What does it feel like to know that a lot of the issues that we’ve gone through in this country and in Chicago are still prevalent to this day, more than fifty years later?
Of course, it is saddening to know that things have not changed, but at the same time, I know the nature of change is hard to pin down. Things could not change for 50 years, and then suddenly change in the next one year. So, even though there is cause to be cynical or perhaps pessimistic about things not changing, I also hold out hope that things will change. I think that 2020 and even 2021 have been evidence that things are changing. There’s a lot of pressure on political and economic systems.

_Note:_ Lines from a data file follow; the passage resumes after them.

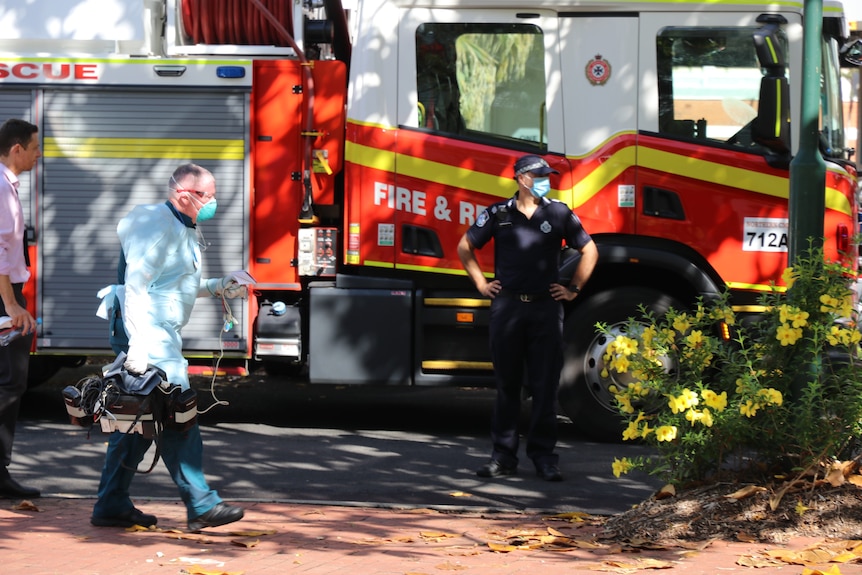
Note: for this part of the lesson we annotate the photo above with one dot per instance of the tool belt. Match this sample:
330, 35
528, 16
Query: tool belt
129, 403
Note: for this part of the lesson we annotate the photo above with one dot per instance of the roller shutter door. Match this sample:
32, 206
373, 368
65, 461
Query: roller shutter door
107, 151
16, 103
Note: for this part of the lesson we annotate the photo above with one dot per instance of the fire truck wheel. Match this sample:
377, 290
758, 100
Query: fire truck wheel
43, 368
584, 394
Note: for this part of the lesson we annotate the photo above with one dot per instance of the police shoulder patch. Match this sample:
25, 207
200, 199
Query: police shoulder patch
483, 219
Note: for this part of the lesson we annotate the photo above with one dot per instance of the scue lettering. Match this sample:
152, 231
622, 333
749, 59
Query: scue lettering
48, 71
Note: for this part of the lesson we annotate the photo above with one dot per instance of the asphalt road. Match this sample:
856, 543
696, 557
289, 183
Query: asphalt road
277, 440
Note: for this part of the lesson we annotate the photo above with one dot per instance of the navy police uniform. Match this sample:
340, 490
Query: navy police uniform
526, 323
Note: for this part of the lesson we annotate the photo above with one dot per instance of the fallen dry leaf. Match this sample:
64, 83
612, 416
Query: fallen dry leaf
26, 505
746, 491
837, 472
665, 492
757, 562
631, 567
573, 516
450, 566
775, 499
435, 535
834, 570
196, 570
254, 533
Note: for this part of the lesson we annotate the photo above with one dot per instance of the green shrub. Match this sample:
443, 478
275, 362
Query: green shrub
782, 392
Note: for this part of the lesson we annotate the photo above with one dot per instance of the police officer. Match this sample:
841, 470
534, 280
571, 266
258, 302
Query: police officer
526, 326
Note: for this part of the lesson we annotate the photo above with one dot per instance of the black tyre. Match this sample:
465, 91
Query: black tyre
585, 394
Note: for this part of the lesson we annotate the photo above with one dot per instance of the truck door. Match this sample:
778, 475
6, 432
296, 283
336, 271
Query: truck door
600, 81
476, 89
16, 103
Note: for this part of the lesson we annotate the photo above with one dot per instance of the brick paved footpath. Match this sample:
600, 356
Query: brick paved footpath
54, 537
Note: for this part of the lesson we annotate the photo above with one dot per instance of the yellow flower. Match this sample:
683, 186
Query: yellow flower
800, 319
689, 397
771, 396
749, 408
666, 433
681, 323
693, 416
621, 466
788, 335
834, 337
648, 335
632, 431
695, 338
714, 400
621, 364
625, 403
724, 314
789, 277
831, 304
625, 345
783, 312
646, 431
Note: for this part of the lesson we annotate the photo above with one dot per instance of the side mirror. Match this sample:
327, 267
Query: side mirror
771, 127
851, 53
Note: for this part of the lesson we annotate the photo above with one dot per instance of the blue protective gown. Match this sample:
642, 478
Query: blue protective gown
162, 282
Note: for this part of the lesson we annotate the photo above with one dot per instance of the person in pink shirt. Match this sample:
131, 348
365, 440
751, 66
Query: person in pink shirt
19, 152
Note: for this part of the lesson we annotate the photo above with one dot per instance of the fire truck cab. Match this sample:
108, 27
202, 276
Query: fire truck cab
354, 144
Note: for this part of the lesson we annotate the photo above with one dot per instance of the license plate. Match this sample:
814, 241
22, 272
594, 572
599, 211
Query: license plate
765, 235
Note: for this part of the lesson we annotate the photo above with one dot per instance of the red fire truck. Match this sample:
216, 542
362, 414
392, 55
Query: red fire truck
354, 144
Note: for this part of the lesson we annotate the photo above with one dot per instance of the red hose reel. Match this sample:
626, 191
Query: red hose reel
235, 22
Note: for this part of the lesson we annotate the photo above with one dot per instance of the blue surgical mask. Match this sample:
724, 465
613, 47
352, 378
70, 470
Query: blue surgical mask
207, 211
541, 187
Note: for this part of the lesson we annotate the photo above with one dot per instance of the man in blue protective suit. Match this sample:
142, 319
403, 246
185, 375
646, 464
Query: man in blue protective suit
162, 260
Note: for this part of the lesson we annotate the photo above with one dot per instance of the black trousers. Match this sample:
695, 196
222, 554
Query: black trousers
527, 350
14, 366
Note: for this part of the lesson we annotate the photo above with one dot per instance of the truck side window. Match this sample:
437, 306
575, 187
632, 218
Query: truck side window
482, 80
709, 84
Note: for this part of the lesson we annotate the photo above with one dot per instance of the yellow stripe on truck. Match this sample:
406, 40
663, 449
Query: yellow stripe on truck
172, 148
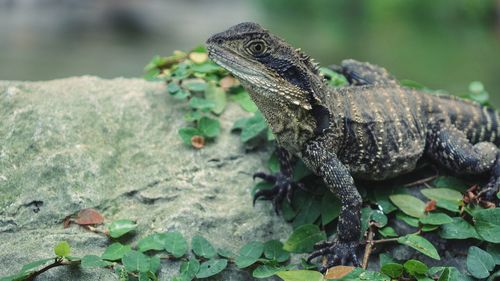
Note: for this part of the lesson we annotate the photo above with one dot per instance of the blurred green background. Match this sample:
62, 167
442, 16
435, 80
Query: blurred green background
441, 44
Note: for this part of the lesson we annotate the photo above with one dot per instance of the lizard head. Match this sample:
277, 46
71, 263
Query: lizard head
266, 65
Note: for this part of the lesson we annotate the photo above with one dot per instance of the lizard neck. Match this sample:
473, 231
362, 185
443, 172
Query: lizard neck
293, 125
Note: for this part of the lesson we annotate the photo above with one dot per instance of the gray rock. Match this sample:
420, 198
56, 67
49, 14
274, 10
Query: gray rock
112, 145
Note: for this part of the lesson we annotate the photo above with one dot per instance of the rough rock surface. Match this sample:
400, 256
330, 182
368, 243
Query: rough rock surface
112, 145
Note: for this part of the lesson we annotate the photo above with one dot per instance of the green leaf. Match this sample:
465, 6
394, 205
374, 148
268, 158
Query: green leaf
273, 250
201, 103
450, 182
189, 269
119, 228
226, 253
477, 93
266, 270
458, 229
366, 213
92, 261
202, 248
330, 208
479, 262
420, 244
407, 219
115, 251
188, 133
175, 244
195, 85
34, 265
300, 275
410, 205
429, 227
303, 239
487, 224
445, 275
154, 264
173, 88
415, 268
394, 270
211, 267
388, 232
273, 164
385, 258
452, 206
442, 194
62, 249
244, 100
413, 84
379, 218
135, 261
209, 127
494, 251
181, 95
249, 254
154, 241
206, 67
16, 277
436, 218
217, 96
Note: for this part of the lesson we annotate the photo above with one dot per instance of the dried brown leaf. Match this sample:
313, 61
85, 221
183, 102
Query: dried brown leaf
89, 217
198, 142
339, 271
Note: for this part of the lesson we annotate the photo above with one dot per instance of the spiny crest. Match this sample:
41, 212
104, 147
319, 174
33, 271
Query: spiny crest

I think it’s pressure that we haven’t really seen before, except perhaps in 1968. And so, I’m excited. I’m excited about the future even though the past gives me no reason to be excited. I have hope, and I’m going to continue to have hope because I think that’s the only thing you can do. Hope and get involved in the now.
The fact that you are only 18 is astounding! Where do you picture yourself in social justice advocacy in three years? 10 years? 30 years?
Well, I guess I’ll start by saying I know I’m 18, but I feel much older. It’s hard to say where I see myself in the next three years or even 10 or 30 years. There was one point where I wanted to be an entrepreneur and that was the way that I would push for social justice: through my dollars. Now, I would’ve never thought that I’d be writing, but here I am writing. I’ve also been interested in politics for a long time. So I think for me to try and determine what I’ll be doing even tomorrow is an exercise in futility. Because honestly, I could not tell you. My interests change. But I do think my passion for social justice and for civics will always be there. I’m excited to figure out whatever form that takes. Perhaps I go from entrepreneurship to politics, to protesting on the streets in grassroots organizations to writing for a newspaper. But I honestly couldn’t tell you and I think that’s okay. I think it’s okay to not know and to figure it out, and I’m excited to try and figure it out in the future.
Finally, what advice do you have for our readers?
Your voice matters. I think it’s really important to recognize that in a democracy. You have the power to affect change, you just have to commit to doing it. Once you recognize that your voice matters, that’s incredibly empowering, and you’ll start to see doors open up to you and see things happen that you would have never expected to happen.